She struggled up from the chair where she had sunk and crept to the window; he was vaulting down the hill as fast as he could go. He jumped into the car beside his father. Ralph was already at the wheel, and Claude had scarcely touched the cushions when they were off. They ran down the creek and over the bridge, then up the long hill on the other side. As they neared the crest of the hill, Claude stood up in the car and looked back at the house, waving his cone-shaped hat. She leaned out and strained her sight, but her tears blurred everything. The brown, upright figure seemed to float out of the car and across the fields, and before he was actually gone, she lost him. She fell back against the windowsill, clutching her temples with both hands, and broke into choking, passionate speech. “Old eyes,” she cried, “why do you betray me? Why do you cheat me of my last sight of my splendid son!”

Book IV The Voyage of the Anchises I

A long train of crowded cars, the passengers all of the same sex, almost of the same age, all dressed and hatted alike, was slowly steaming through the green sea-meadows late on a summer afternoon. In the cars, incessant stretching of cramped legs, shifting of shoulders, striking of matches, passing of cigarettes, groans of boredom; occasionally concerted laughter about nothing. Suddenly the train stops short.

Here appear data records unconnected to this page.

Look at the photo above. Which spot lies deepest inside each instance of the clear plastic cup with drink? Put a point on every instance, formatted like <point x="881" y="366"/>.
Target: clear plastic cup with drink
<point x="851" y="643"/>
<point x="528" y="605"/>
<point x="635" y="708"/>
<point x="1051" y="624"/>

Clipped heads and tanned faces pop out at every window. The boys begin to moan and shout; what is the matter now?

The conductor goes through the cars, saying something about a freight wreck on ahead; he has orders to wait here for half an hour. Nobody pays any attention to him. A murmur of astonishment rises from one side of the train. The boys crowd over to the south windows. At last there is something to look at⁠—though what they see is so strangely quiet that their own exclamations are not very loud.

Their train is lying beside an arm of the sea that reaches far into the green shore. At the edge of the still water stand the hulls of four wooden ships, in the process of building. There is no town, there are no smokestacks⁠—very few workmen. Piles of lumber lie about on the grass. A gasoline engine under a temporary shelter is operating a long crane that reaches down among the piles of boards and beams, lifts a load, silently and deliberately swings it over to one of the skeleton vessels, and lowers it somewhere into the body of the motionless thing. Along the sides of the clean hulls a few riveters are at work; they sit on suspended planks, lowering and raising themselves with pulleys, like house painters. Only by listening very closely can one hear the tap of their hammers. No orders are shouted, no thud of heavy machinery or scream of iron drills tears the air. These strange boats seem to be building themselves.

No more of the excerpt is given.